IBM Support

Db2 log striping recommendation

Product Documentation


Abstract

This document clarifies IBM’s position on the use of striping for Db2 for z/OS logs.

Content

History of IBM disk subsystems and log-striping recommendation

First, some history of log striping. DFSMS Striping was first introduced in 1993. Striping served two purposes. The first purpose was to avoid hot spots on individual disks. The second purpose was to increase sequential throughput for individual data streams.

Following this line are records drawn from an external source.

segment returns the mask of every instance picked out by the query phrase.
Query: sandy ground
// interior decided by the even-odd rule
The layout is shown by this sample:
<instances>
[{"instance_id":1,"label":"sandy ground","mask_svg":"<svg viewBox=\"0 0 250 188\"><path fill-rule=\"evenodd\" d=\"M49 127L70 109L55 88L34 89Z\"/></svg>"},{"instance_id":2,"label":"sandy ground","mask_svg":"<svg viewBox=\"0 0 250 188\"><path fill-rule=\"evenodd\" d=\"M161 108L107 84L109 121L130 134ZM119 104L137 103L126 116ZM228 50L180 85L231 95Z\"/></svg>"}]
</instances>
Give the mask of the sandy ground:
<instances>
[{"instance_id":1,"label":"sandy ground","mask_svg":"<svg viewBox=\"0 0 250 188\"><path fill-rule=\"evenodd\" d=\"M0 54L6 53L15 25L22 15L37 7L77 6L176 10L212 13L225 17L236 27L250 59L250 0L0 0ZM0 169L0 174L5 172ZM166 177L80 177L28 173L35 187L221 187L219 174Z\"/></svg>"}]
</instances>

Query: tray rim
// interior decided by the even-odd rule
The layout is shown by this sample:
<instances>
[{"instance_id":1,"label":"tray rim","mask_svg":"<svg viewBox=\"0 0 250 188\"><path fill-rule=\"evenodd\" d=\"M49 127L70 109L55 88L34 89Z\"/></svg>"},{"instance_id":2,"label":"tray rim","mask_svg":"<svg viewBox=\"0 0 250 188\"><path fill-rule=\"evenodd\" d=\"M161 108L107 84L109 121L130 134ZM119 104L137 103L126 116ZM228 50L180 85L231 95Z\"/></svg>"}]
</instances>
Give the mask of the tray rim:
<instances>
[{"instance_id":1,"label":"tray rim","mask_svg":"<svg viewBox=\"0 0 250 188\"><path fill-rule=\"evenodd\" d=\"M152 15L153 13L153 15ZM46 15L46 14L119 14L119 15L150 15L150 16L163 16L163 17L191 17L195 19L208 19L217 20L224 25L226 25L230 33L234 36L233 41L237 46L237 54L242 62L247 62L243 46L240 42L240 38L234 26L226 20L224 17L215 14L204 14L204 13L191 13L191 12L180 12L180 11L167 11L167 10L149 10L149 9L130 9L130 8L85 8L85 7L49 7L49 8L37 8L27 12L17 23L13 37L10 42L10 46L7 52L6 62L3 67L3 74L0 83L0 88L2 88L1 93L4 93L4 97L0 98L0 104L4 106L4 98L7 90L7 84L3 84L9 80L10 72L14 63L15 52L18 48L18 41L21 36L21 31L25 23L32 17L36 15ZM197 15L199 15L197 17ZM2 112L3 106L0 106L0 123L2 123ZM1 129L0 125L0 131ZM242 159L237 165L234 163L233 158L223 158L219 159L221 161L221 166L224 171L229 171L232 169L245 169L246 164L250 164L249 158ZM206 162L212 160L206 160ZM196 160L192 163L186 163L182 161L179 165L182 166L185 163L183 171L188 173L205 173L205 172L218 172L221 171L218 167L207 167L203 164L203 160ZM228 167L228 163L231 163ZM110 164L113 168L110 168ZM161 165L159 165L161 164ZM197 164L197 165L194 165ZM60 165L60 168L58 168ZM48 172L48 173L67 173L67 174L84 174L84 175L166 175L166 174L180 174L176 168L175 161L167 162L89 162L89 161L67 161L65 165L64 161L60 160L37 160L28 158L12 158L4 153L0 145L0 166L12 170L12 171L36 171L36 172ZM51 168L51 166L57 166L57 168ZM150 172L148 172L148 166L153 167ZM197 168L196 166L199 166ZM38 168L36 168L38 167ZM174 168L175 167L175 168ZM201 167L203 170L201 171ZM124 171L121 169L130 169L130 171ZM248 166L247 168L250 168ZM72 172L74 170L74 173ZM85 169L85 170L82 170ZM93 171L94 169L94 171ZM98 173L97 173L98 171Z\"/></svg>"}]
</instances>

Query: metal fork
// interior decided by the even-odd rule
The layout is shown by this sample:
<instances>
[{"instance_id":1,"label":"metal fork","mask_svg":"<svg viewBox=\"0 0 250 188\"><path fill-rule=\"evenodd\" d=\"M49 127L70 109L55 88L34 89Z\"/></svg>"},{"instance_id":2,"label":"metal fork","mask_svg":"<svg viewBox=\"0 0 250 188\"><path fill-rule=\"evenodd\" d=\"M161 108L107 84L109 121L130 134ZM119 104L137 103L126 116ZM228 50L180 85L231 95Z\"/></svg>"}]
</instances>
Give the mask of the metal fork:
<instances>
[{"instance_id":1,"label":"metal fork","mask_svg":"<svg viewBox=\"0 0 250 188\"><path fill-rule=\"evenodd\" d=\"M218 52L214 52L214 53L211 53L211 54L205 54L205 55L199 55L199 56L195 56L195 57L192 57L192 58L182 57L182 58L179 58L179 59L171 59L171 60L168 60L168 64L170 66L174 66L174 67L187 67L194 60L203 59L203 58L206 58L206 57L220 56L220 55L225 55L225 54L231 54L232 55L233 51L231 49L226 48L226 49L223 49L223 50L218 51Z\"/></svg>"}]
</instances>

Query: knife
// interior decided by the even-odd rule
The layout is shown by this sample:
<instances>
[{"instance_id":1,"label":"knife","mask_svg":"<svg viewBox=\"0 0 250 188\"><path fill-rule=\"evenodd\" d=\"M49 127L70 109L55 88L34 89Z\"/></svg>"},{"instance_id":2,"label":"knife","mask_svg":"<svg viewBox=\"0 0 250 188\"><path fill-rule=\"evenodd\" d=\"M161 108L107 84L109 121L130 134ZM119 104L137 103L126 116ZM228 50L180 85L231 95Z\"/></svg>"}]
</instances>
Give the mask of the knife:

The combination of RAID, faster disks, and Parallel Access Volumes largely eliminated the hotspot problems without the need to use striping. Also, channels were much slower in 1993 than they are today. In the intervening years, IBM delivered FICON Express 8 and 8S channels as well as High-performance FICON. This year IBM delivered FICON Express 16S channels. In May of 2015, IBM also delivered R7.5 for the DS8870 control unit that now supports 16 Gb per second host adapters, which complement FICON Express 16S channels.
Several years ago IBM also support Solid State Disks (SSD), and in 2014 IBM shipped High Performance Flash Enclosures (HPFE) as well as service time improvement made possible by High-performance FICON (zHPF) support. If disks were a bottleneck for Db2 logs, SSD and HPFE could be used for Db2 logs, but generally speaking the disks are not a bottleneck for logs. More likely it’s the z/OS channels, the host adapters in the storage control unit, and the switches in between z/OS and the control unit—those are the bottlenecks. FICON Express 8S reduced the benefits of log striping and FICON Express 16S with 16Gb host adapters further reduces the benefits of striping.

How striping works

Now let’s consider how striping works. When Db2 needs to write 128 log pages, if the log data set has two stripes, z/OS performs two parallel I/Os of 64 pages each. That is good because more data can be transferred in parallel. If the log data set has four stripes, z/OS will perform four parallel I/Os of 32 pages each, and maybe that is faster than two stripes in some cases.

However, now let’s consider what happens when Db2 needs to write only 4 log pages. If the log data set has two stripes, z/OS needs to perform two parallel I/Os of two pages each. That is bad because of higher I/O overhead compared to the amount of data processed. If the log data set has four stripes, z/OS performs four parallel I/Os of one page each. That is even worse.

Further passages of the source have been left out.